These issues include epidemic levels of nutritionally related illness, including diabetes and obesity, food insufficiency (high rates of hunger), significant leakage of Navajo dollars to border towns, and disintegration of Diné lifeways and K’é (the ancient system of kinship observed between Diné people and all living things in existence), among other issues; all while the Navajo Nation grapples with extremely high rates of unemployment, dependence on natural resource extraction revenue, and unstable federal funding.
By reconnecting with traditional foods and revitalizing knowledge and practices around those foods, the Navajo Nation can begin to proactively address these issues in ways that restore hózhó (holistic well-being). Restoring hózhó will have positive impacts on the health and relationships of the people, as well as our interconnectedness with the land, while also leading to greater self-sufficiency for the Diné people and the Navajo Nation.
Diné knowledge and food
This section is not intended to speak for the cultural beliefs and perspectives of all Diné people, but is a representation of significant themes and teachings that DPI encountered through its research. The section was informed by a DPI-hosted Advisory Circle on the topic of food, work with DPI’s cultural liaison, conversations with traditional practitioners, medicine people, and community-based knowledge holders, as well as interviews with farmers, ranchers, and community members.
Why is culture so important in analyzing the Navajo food system?
Diné people have a rich history with food that has helped to form and shape Diné identity. Many of the most important teachings, lessons, and philosophies that orient Diné perspective on life are rooted in traditional stories and teachings of food and the many life beings in the Diné environment that provide for food. Not only are important guidelines for life embedded in teachings on food, but very practical knowledge of Diné environments, ecology, climate, social interaction, and health and wellness, among others, are fundamentally tied to the teachings and practices of food.

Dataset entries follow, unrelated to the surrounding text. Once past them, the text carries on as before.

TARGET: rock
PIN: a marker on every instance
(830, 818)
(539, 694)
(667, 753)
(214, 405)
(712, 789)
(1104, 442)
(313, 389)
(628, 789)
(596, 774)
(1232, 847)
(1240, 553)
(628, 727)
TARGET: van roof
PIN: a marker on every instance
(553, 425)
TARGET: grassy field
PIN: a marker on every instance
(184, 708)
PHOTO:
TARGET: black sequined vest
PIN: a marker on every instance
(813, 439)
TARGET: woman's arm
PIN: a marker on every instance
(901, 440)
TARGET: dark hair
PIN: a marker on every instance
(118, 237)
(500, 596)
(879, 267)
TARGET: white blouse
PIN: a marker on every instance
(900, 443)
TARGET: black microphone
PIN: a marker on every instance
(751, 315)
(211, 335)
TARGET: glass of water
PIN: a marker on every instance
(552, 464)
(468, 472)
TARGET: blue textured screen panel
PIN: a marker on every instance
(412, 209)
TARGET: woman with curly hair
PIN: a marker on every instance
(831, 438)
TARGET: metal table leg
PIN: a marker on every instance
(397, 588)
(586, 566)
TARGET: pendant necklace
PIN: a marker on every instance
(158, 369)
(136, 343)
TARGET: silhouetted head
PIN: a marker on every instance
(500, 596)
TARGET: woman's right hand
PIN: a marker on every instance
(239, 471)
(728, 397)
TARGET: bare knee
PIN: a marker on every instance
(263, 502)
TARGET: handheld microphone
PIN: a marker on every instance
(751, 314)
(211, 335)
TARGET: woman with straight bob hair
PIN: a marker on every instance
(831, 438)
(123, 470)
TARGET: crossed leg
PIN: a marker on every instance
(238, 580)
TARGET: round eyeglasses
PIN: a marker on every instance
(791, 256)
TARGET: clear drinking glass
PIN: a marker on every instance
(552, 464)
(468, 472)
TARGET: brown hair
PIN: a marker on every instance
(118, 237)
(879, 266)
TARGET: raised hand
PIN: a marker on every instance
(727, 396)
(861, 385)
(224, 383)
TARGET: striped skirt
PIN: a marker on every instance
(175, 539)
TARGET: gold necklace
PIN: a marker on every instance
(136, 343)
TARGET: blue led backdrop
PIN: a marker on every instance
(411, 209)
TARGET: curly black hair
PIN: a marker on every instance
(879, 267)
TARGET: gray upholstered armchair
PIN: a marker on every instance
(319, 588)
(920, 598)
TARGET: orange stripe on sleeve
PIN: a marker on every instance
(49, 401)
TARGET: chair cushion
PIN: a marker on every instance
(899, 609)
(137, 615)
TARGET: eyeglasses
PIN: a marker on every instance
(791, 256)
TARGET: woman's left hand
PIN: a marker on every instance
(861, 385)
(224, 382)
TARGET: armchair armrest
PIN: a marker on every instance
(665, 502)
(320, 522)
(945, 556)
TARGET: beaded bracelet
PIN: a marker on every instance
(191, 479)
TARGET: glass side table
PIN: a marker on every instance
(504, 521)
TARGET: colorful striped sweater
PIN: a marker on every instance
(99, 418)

Connections to food: placed for us
The relationship that Diné people have with food can be traced back to the origins of Diné existence. Diné traditional oral narratives speak of plants being placed on the earth in a sacred and holy way by the Diyin Dine’é (Holy People) to provide for the sustenance and well-being of the Diné people. These plants predated human beings, and were placed for the people with laws and rules to guide the people to interact in an appropriate manner with the sacred life beings. It is said that the blessings of sacred food plants were given by Changing Woman to feed the Diné people. Also, according to oral narratives, Diné people owe our existence to a food plant, corn, as we are said to be made from this plant. The oral narratives tell us that, in the making of the human beings, corn was used in formation of our physical beings, especially the right and left sides of our brains, and for this reason we have a particular connection to this plant, which also provides for our sustenance. The importance of corn in connection to our origins is also seen in the stories of some clan groups who are said to have originated from corn.
Roles, relationship, and duty
As with all things in life, in traditional Diné teachings, the plants and animals that are consumed as foods are understood and interacted with in terms of relationships, based on the system of K’é. All plants and animals are seen as life beings, and in this way, these beings are looked at as relatives to the Diné people. They are alive and have a voice and inner spirit, just as human beings do. Plants can hear, think, feel, and communicate. As living beings, Diné people are to treat plants with the same respect and duty of care as we would our birth mothers, siblings, and clan relatives. We address them with song and prayer, and treat them as sacred beings. Diné teachings reflect a responsibility to protect these life beings, which have been placed on the earth with particular purposes. At the time of creation, it was determined what roles specific plants would play, including which would serve as food for Diné people. The Diné people were not to exercise ownership or alteration of these life beings, just as they would not do the same to their mothers or siblings.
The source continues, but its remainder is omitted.